The five layers (from production)
Our data-center fleet firmware ships five recovery layers; use them as your checklist:
- WiFi watchdog — no connectivity for 5 minutes → reboot. Catches router reboots, DHCP hiccups, radio wedges.
- HTTP fail-counter — N consecutive failed posts → reboot. The network can be "up" while the path to your server is not.
- Stuck-state recovery — anomaly score pegged for 10 minutes → re-baseline automatically. A rearranged room must not alarm forever.
- Scheduled reboot — every 12 hours, unconditionally. Clears slow leaks and wedged drivers before they matter. Unglamorous; extremely effective.
- Dead-man on the server — the fleet dashboard alerts when a device stops reporting. Silence is a signal; someone must own it.
Plus the bridge for gaps: an in-RAM ring buffer holds the last frames through WiFi outages, so short blips lose nothing.
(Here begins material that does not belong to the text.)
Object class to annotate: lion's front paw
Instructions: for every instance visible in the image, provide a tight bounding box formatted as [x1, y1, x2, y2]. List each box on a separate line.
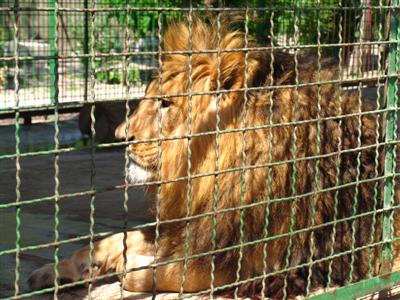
[28, 264, 74, 290]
Telemetry that answers "why"
Ship the boot reason with every report (esp_reset_reason()): BROWNOUT means bad power at that socket, WDT means firmware wedging, EXT means a human unplugged it. A fleet's reset-reason histogram diagnoses sites from your desk.
The discipline
Every time you fix a device by hand, ask: which layer should have caught this? Add it to the firmware, not to your calendar. Fleets scale; visits do not.